Is my S3 cache setup sensible?

brodriguesco · November 13, 2024, 9:56am

I want to set up a publicly available cache for R packages.

The whole R package set contains more than 20’000 and packages get fixed slowly but surely. What I want to do is backport fixes and propose older versions of packages with the fixes. I have made pretty good progress, and have a set of core package working on both x86-linux and aarch64-darwin going back to August, 2021. I have these packages working for half a dozen dates per year.

Because compilation of certain packages take a lot of time, I set up an experimental publicly available cache. I would like to have your opinion on my approach because I would like to avoid doing something that is wrong or not as efficient as it could be.

Here is the workflow:

packages get built on Github Actions for Linux and Darwin
they get pushed to an S3 bucket (hosted on digital ocean)

The build part on Github Actions is performed like this:

I use secrets to set up my credentials:

      - name: Create AWS Credentials File
        run: |
          mkdir -p ~/.aws
          echo "[digitalocean]" > ~/.aws/credentials
          echo "aws_access_key_id=${{ secrets.AWS_ACCESS_KEY_ID }}" >> ~/.aws/credentials
          echo "aws_secret_access_key=${{ secrets.AWS_SECRET_ACCESS_KEY }}" >> ~/.aws/credentials

I also have the aws config hosted on Github and move it to the right place:

      - name: Move config file to right place
        run: |
          mv aws/config ~/.aws

Using secrets again, I set up my private key to sign packages:

      - name: Create nix cache secret key file to sign packages
        run: |
          touch cache-priv-key.pem
          echo "${{ secrets.NIX_CACHE_SECRET_KEY }}" >> cache-priv-key.pem

      - name: Sign all store paths
        run: nix sign-paths --all -k cache-priv-key.pem

Finally, I push a package (`lolhello):

 - name: Push lolhello
        run: |
          nix copy $(nix-store --query --requisites --include-outputs $(nix-store --query --deriver ./result))
          --to 's3://rstats-on-nix-cache?profile=digitalocean&scheme=https&endpoint=fra1.digitaloceanspaces.com' 
          --option narinfo-cache-positive-ttl 0

If you’re curious, you can find the repository here.

For now, I’m not yet pushing R package, just experimenting with a single modification of the hello package as mentioned. So instead of pushing a single package I would need to push all of the store contents.

My questions are the following: is this approach sensible? Could it be made “better”? What would you suggest should be the priority of the cache? cache.nixos.org is at 40 if I’m not mistaken, would my cache need to have higher priority?

Also, in my tests, the cache is very slow, is there some kind of option in nix-cache-info that I could set to make querying faster?

thefossguy · November 13, 2024, 11:59am

Is it slower than your bandwidth between your host and the caching machine?

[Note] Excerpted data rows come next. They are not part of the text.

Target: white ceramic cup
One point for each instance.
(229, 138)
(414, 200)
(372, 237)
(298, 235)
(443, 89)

brodriguesco · November 13, 2024, 8:07pm

What I meant is that downloading from the cache from another machine is very slow, also querying it takes quite some time. Much slower than other caches I have used.

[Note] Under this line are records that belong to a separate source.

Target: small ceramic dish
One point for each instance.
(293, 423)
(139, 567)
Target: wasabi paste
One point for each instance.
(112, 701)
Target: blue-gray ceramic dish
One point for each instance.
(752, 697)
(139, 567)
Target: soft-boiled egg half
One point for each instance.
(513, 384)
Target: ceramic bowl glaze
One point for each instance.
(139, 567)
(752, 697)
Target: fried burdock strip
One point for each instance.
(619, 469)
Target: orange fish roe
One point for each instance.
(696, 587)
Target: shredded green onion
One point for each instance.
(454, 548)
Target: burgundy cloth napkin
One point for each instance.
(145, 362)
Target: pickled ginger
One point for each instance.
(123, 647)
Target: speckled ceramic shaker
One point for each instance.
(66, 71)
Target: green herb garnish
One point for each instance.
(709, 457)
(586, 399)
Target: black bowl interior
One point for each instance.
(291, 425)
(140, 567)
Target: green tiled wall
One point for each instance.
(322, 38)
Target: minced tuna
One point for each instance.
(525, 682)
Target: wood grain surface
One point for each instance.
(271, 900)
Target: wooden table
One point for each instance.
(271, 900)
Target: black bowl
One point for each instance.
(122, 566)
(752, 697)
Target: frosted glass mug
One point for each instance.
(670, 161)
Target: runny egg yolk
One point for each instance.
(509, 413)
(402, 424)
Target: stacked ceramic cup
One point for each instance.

thefossguy · November 14, 2024, 4:07am

Try hosting a large-ish (~200 MB) file on the machine hosting your Nix cache and download it using your host computer (I prefer aria2). If the speed you get with download is just as slow, it’s your bandwidth between your cache and host to blame, contact your ISP.

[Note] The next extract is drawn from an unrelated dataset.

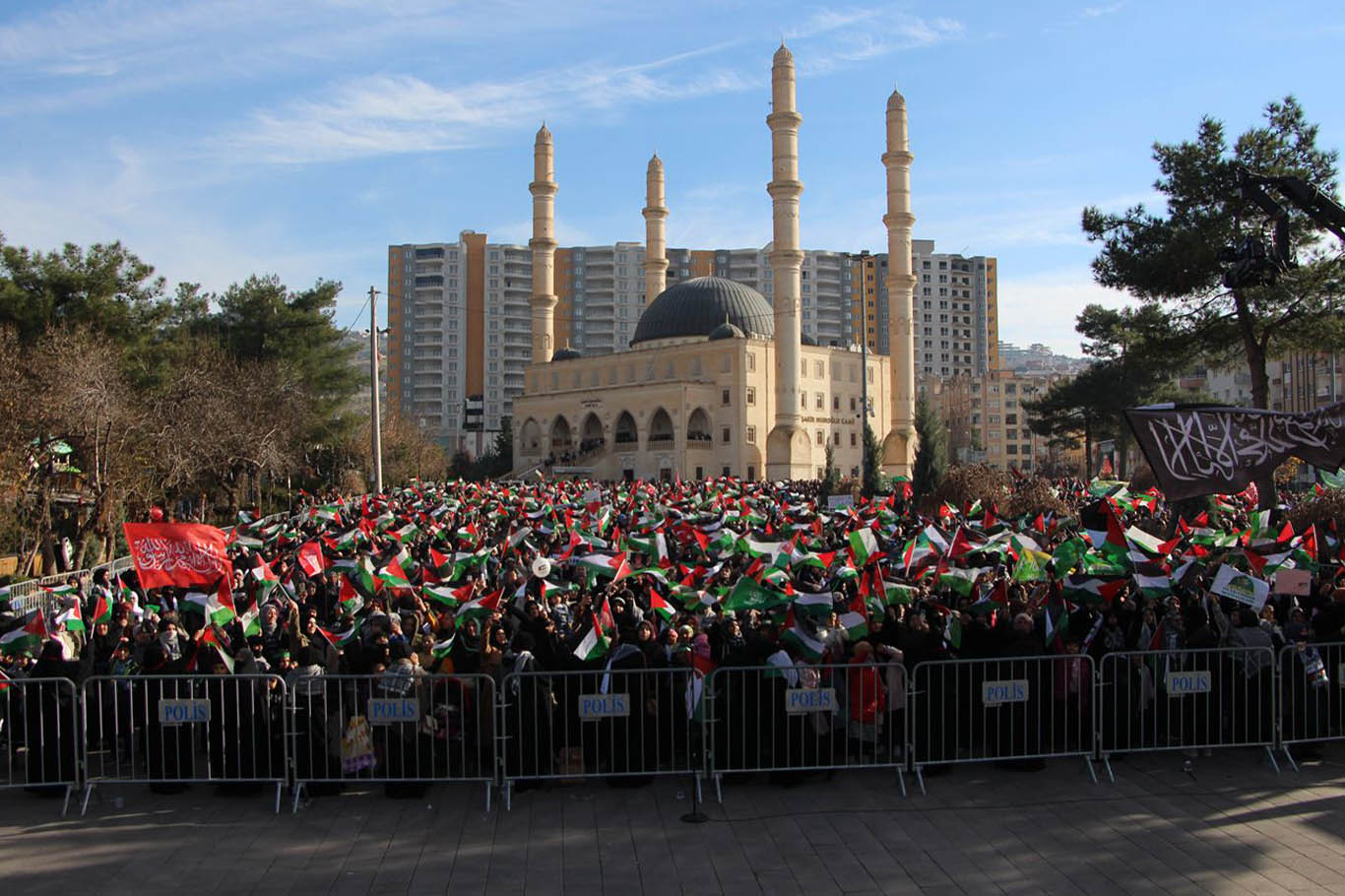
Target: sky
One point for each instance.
(218, 139)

If the download speed is faster, you can try bumping up the priority for your cache. Since the first-party binary cache (cache.nixos.org) is pre-configured by nixpkgs, I override it like so:

nix.settings.substituters = lib.mkForce [
  "s3://rstats-on-nix-cache?profile=digitalocean&scheme=https&endpoint=fra1.digitaloceanspaces.com?priority=10"
  "https://cache.nixos.org?priority=40"
];

Also, pkgs.nix-serve-ng has some improvements, make sure you’re using that over pkgs.nix-serve.